Reputation: 5091
I have a MySQL database with 4 tables:
job
job_application
client
candidate
Each table has it's own primary key, i.e job_id
, job_application_id
, client_id
, candidate_id
Employers in the client
table can post jobs in the job
table. The job
table contains a client_id
field which identifies the client
Candidates in the candidate
table can apply for a job, inserting a row in to the job_application
table. The job_application
table contains a job_id
field and a candidate_id
field to identify what the job is and who applied for it
I've run in to a bit of a problem writing up the queries for Employers to manage the job applications they receive. As an example here is a function I wrote that deletes rows from job_application
public function deleteJobApplications($job_application_ids) {
$this->db->query("DELETE ja.* FROM " . DB_PREFIX . "job_application ja LEFT JOIN " . DB_PREFIX . "job j ON (j.job_id = ja.job_id) WHERE ja.job_application_id IN ('" . implode("','", array_map('intval', $job_application_ids)) . "') AND j.client_id = '" . (int)$this->client->getClientId() . "'");
}
Because the client_id
is only referenced in the job
table, I need to LEFT JOIN
the job
table every time I want to UPDATE
or DELETE
from the job_application
table
Should I add another client_id
field to the job_application
table, essentially duplicating data already held in the database, or continue with the LEFT JOIN
for every UPDATE
and DELETE
?
Upvotes: 0
Views: 401
Reputation: 95532
Your problem isn't that you need to denormalize "job_applications" by introducing the "client_id" as a redundant column. (The currently accepted answer is factually incorrect in that regard.) Your problem is that you didn't normalize correctly in the first place. If you had, the column "client_id" would already be in that table, and your problem would never have arisen in the first place.
Let's pretend that candidate names, client names, and job names are globally unique.
A table that looks like this will satisfy the predicate Person named "candidate_name" applies for "job_name" at company "client_name".
job_applicatons
Person named <candidate_name> applies for <job_name> at company <client_name>.

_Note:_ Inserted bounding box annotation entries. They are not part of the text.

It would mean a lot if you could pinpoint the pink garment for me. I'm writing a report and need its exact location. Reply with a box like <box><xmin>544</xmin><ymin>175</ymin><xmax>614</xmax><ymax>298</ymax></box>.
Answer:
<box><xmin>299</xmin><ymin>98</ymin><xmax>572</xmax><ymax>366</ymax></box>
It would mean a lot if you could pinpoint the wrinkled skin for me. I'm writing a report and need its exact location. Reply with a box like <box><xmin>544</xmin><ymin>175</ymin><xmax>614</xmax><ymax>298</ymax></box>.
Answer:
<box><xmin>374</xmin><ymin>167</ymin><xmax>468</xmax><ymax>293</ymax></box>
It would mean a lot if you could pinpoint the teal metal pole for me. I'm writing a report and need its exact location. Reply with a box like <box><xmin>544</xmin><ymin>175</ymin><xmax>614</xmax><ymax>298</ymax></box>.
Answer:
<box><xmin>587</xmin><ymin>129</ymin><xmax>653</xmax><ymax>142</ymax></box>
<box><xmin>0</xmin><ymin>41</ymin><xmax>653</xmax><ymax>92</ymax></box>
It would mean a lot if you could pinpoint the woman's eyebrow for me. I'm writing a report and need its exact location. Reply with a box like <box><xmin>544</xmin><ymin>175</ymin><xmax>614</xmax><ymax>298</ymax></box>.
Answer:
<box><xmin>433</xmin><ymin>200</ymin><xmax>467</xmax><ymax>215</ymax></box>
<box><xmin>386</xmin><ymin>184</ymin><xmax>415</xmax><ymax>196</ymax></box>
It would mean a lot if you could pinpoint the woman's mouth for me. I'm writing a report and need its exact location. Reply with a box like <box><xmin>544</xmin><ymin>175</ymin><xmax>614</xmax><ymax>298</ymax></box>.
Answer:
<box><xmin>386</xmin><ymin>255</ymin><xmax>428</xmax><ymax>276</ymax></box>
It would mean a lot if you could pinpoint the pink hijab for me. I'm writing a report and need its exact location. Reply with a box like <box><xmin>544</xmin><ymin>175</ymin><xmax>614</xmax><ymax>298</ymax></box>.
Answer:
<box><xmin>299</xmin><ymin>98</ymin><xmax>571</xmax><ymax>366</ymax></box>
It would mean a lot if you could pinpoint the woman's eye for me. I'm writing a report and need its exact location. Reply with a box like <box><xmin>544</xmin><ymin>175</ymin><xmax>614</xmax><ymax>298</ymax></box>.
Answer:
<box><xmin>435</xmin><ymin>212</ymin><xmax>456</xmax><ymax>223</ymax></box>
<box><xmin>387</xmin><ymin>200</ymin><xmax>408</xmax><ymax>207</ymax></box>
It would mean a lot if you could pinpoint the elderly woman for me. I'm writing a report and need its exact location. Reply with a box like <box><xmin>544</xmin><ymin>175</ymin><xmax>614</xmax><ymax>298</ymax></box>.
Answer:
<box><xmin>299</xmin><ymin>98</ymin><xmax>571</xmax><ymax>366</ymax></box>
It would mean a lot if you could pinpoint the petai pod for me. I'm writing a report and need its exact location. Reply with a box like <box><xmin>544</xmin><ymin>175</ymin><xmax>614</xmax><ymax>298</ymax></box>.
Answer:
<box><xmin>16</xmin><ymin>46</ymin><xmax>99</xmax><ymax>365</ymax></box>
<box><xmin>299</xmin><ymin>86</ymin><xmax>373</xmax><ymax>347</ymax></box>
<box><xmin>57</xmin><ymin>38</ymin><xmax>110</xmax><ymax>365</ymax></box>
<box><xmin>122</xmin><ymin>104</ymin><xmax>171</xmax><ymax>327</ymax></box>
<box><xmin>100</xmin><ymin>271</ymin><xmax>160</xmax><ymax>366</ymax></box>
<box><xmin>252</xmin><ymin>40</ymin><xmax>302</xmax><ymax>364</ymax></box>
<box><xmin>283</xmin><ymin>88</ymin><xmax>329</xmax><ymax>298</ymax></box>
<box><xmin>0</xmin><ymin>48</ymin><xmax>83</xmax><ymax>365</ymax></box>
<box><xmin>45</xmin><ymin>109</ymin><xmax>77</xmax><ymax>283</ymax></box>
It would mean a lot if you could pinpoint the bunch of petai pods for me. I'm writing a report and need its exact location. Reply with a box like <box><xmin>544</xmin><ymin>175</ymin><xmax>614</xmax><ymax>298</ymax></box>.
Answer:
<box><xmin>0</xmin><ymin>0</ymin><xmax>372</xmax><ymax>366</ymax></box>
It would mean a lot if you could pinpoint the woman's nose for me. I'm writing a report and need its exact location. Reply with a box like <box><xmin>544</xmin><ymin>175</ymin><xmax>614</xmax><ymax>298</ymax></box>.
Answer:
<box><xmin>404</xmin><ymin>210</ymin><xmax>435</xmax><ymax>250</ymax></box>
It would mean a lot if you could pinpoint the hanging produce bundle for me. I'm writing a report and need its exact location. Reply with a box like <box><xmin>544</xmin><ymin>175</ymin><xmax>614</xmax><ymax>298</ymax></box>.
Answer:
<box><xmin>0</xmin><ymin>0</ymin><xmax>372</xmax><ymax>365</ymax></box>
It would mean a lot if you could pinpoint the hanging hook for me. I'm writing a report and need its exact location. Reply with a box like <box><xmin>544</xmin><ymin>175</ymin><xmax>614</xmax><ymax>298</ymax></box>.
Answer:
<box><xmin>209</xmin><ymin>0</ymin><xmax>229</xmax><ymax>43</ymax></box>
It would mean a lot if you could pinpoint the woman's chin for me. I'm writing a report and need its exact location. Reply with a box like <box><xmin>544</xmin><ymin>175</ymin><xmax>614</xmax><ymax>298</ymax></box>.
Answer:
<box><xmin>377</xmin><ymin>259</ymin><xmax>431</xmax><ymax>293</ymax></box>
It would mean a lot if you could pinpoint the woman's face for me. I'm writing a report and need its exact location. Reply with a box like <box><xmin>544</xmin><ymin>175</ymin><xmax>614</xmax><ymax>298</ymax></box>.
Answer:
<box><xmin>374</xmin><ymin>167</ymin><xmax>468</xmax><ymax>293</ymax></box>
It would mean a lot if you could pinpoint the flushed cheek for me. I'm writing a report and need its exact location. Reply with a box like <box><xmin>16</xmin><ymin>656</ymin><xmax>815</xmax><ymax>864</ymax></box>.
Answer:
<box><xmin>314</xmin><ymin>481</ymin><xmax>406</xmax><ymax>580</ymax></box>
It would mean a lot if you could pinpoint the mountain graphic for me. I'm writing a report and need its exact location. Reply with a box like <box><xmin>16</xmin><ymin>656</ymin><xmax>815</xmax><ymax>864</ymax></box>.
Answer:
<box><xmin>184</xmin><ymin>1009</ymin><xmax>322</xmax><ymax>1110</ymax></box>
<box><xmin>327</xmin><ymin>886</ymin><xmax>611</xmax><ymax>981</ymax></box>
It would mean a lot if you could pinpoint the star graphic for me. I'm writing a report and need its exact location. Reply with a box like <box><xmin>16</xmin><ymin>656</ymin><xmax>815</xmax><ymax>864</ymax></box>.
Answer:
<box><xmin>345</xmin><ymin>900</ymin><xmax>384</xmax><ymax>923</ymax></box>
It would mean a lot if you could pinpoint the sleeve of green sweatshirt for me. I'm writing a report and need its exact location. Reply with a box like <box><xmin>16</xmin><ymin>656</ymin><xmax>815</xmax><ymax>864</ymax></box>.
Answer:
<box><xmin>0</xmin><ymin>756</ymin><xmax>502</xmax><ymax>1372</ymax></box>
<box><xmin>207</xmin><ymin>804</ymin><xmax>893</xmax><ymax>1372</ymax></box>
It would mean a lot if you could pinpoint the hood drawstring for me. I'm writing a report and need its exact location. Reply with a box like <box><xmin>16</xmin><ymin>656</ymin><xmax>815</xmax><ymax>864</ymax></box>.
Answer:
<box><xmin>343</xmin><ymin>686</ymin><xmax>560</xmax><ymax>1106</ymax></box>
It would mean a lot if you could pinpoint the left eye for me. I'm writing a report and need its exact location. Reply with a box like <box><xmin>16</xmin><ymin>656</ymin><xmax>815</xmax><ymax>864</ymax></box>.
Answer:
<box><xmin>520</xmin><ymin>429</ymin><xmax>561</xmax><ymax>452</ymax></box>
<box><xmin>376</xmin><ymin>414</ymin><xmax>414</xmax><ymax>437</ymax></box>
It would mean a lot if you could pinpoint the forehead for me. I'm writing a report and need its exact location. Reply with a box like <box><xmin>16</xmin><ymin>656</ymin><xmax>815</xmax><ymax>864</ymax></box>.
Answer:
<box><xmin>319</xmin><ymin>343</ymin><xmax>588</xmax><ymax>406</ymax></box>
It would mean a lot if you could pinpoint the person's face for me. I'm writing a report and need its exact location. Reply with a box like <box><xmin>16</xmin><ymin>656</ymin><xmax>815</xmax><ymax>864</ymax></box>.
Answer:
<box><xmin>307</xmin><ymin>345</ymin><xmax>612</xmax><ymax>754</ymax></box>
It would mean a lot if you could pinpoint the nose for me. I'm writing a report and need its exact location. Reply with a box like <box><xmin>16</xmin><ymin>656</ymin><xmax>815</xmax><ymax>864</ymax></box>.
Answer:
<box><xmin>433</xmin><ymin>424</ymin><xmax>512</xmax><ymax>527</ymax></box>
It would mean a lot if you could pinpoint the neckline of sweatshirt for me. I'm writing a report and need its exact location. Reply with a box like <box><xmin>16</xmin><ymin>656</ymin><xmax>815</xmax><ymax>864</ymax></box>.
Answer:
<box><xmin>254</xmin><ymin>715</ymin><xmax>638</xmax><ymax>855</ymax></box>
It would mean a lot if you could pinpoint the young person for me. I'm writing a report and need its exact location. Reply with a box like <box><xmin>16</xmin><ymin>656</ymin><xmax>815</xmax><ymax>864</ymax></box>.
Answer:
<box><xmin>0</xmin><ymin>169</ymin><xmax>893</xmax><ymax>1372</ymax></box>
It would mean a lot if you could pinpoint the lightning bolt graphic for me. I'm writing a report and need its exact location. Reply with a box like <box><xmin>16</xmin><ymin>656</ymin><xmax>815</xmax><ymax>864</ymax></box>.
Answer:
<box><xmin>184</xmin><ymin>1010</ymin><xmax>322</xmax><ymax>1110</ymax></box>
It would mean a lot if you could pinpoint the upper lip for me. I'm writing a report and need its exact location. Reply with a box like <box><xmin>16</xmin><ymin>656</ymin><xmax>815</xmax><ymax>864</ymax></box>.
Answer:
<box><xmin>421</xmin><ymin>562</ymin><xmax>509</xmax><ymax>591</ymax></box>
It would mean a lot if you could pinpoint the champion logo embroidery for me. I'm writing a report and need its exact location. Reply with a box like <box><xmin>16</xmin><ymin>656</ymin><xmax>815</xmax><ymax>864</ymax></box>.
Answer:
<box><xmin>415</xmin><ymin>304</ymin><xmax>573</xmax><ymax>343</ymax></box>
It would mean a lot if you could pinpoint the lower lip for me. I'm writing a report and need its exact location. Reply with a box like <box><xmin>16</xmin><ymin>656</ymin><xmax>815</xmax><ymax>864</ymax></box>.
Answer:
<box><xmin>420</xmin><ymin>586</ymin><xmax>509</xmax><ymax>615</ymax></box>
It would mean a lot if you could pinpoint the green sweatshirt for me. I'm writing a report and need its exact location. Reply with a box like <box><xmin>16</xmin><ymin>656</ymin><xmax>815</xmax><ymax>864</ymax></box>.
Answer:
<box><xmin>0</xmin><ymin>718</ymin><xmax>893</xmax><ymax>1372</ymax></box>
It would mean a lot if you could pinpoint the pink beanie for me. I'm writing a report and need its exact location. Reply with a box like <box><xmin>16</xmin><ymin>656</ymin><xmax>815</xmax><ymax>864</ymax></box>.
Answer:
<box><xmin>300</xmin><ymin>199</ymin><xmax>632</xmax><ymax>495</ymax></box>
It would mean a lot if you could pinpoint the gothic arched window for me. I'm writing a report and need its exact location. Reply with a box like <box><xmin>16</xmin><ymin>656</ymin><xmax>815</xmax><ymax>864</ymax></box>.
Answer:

client_name job_name candidate_name
--
Microsoft C++ programmer, Excel Ed Wood
Microsoft C++ programmer, Excel Dane Crute
Microsoft C++ programmer, Excel Vim Winder
Microsoft C++ programmer, Word Wil Krug
Microsoft C++ programmer, Word Val Stein
Google Python coder, search Ed Wood
Google Programmer, compilers Ed Wood
Google Programmer, compilers Val Stein
Three columns, no id numbers, no nulls, no nonprime attributes, all key. This relation is in 6NF.
It should be obvious that you could create a table for jobs (or job offers) by selecting distinct values from the first two columns. The foreign key reference is obvious.
jobs
Company named <client_name> offers <job_name>.
client_name job_name
--
Microsoft C++ programmer, Excel
Microsoft C++ programmer, Word
Google Python coder, search
Google Programmer, compilers
In a similar way, you can select distinct values from the first column alone for a set of companies, and from the last column alone for a set of applicants. Again, the foreign key references should be obvious.
clients
Company named <client_name> is a client.
client_name
--
Microsoft
Google
candidates
Person named <candidate_name> is looking for a job.
candidate_name
--
Ed Wood
Dane Crute
Vim Winder
Wil Krug
Val Stein
All those tables are in 6NF.
Augmenting a table with a surrogate key in addition to its natural keys doesn't change the normal form when you do it correctly. Let's replace the natural keys in "job_applications" with your surrogate ID numbers. Making that replacement will result in your table looking like this. (In practice, you'd do the same thing in the other tables, too.)
job_applications
--
client_id
job_id
candidate_id
primary key (client_id, job_id, candidate_id)
other columns go here...
Note that client_id is already in there. If there are no other columns, you're still in at least 5NF.
Upvotes: 2
Reputation: 438
To answer your question it depends your case, in particular size of tables if it is worth or not. This process is called denormalization. eg you can have info here : http://en.wikipedia.org/wiki/Denormalization
Upvotes: 0